Hunter Engineering v. Syncrude (1989;SCC)


  • D entered into K with P for gearboxes. K included warranty and excluded liability for damages for consequential loss of use arising from breach of K, fundamental or otherwise-gearboxes were defective and D sued for cost of repairs. At trial, Syncrude won for breach of statutory warranty and fundamental breach of K.

  • Majority (Dickson) unconscionablility: SCC adopted reasoning in Photo: is a matter of construction - interpret terms to determine exactly what parties agreed to.

  • Replaced doctrine of FB with rule that holds parties to terms of agreement provided terms are not unconscionable. Laid FB to rest - deal with unconscionability directly to protect weak from strong. In this case, clause should be enforced.

  • Dissent (Wilson): exclusion clauses should be considered within the entire context of K and deserve to be enforced; BUT when there is a FB is it fair and reasonable to allow party who breached to rely on protection of clause? – That is, they breached in the secure knowledge was no liability.

  • Courts must balance desire of allowing parties to make bargains and undesirability of enforcing bargains in favour of repudiating party.

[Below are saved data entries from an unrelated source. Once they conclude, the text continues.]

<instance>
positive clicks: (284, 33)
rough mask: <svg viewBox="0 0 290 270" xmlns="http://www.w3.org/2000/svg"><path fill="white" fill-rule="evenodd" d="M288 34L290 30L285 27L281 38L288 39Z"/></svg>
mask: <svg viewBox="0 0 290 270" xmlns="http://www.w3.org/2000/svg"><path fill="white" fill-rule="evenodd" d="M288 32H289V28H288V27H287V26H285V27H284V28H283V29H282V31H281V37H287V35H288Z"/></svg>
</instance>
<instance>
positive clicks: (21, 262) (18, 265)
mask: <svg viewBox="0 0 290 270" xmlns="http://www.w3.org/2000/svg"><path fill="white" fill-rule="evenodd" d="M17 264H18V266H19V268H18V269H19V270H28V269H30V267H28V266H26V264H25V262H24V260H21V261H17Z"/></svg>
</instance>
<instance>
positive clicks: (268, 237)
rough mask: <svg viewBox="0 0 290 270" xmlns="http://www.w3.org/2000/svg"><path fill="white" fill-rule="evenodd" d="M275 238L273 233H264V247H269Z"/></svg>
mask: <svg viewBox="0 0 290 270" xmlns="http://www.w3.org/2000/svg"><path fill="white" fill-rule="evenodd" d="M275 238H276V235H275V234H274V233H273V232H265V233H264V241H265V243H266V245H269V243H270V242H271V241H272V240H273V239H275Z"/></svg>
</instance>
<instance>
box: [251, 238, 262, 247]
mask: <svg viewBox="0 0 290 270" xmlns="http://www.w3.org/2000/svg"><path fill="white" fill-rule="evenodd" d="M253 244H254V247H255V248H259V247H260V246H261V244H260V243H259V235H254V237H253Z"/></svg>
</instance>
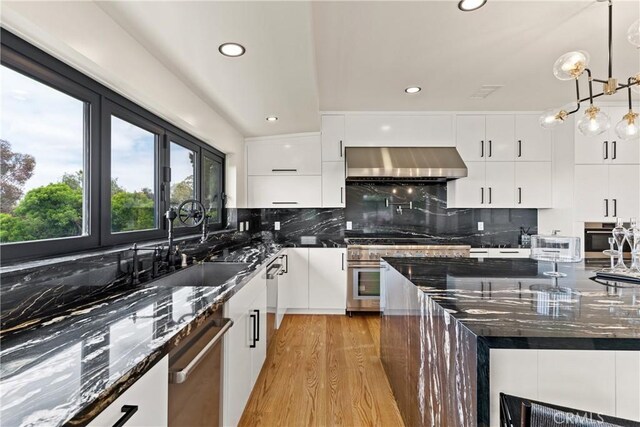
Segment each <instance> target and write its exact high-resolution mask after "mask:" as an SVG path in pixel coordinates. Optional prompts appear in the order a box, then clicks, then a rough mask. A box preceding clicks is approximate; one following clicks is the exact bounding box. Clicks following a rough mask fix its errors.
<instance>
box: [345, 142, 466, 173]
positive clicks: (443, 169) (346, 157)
mask: <svg viewBox="0 0 640 427" xmlns="http://www.w3.org/2000/svg"><path fill="white" fill-rule="evenodd" d="M345 153H346V163H347V164H346V167H347V181H375V180H398V181H403V180H404V181H447V180H451V179H457V178H462V177H465V176H467V166H466V165H465V164H464V162H463V161H462V158H461V157H460V154H459V153H458V150H456V149H455V147H346V148H345Z"/></svg>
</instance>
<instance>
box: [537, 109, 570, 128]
mask: <svg viewBox="0 0 640 427" xmlns="http://www.w3.org/2000/svg"><path fill="white" fill-rule="evenodd" d="M568 115H569V114H568V113H567V112H566V111H565V110H564V109H560V108H552V109H551V110H547V111H545V112H544V113H542V115H541V116H540V119H539V120H538V123H540V126H542V127H543V128H544V129H552V128H554V127H556V126H558V125H559V124H561V123H563V122H564V121H565V120H566V119H567V116H568Z"/></svg>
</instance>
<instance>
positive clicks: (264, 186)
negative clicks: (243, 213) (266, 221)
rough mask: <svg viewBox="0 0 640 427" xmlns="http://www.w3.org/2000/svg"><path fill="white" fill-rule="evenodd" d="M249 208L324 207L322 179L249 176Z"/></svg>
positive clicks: (248, 178) (298, 207)
mask: <svg viewBox="0 0 640 427" xmlns="http://www.w3.org/2000/svg"><path fill="white" fill-rule="evenodd" d="M247 204H248V207H249V208H278V207H280V208H283V207H285V208H317V207H320V206H322V177H321V176H320V175H314V176H249V177H248V178H247Z"/></svg>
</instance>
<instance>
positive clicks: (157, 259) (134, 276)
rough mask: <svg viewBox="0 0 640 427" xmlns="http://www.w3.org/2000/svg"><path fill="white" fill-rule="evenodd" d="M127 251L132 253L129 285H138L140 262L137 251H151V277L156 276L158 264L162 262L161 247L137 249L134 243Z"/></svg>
mask: <svg viewBox="0 0 640 427" xmlns="http://www.w3.org/2000/svg"><path fill="white" fill-rule="evenodd" d="M129 250H131V251H133V268H132V269H131V284H132V285H134V286H135V285H139V284H140V261H139V260H138V252H139V251H153V260H152V267H151V277H152V278H155V277H156V276H157V275H158V269H159V263H160V262H162V246H160V245H157V246H155V247H153V248H139V247H138V244H137V243H134V244H133V246H132V247H130V248H129Z"/></svg>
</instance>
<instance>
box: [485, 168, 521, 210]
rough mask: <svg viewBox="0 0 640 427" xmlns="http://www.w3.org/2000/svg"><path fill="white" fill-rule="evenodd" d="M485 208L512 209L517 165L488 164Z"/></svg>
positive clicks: (485, 194)
mask: <svg viewBox="0 0 640 427" xmlns="http://www.w3.org/2000/svg"><path fill="white" fill-rule="evenodd" d="M486 174H487V181H486V183H485V199H484V201H485V207H488V208H512V207H514V200H515V186H514V179H515V163H514V162H495V163H487V164H486Z"/></svg>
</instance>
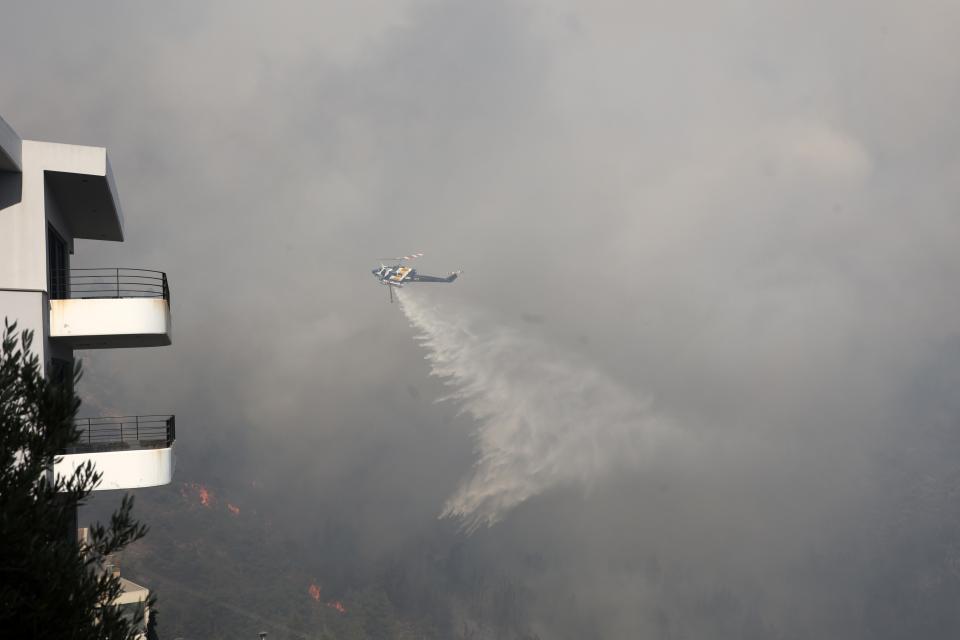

  • Clauses should not automatically lose validity but should be given natural and true construction and then the court must decide whether to give effect to it in the context of a FB.

  • What is reasonable in light of what has occurred at outset (not reasonableness of clause).

  • Disagrees that doctrine of unconscionablitiy should be used as it is too narrow and as it is about inequality of bargaining power and there may be times when is equality and clause still should not apply. - unconscionability is a more uncertain tool.

  • In this case, nothing unfair or unreasonable so give effect to clause.

Notes


  • Probably no difference in application between Dickson’s and Wilson’s test.

  • Cases today still talk about FB and construction-Beaufort still being applied.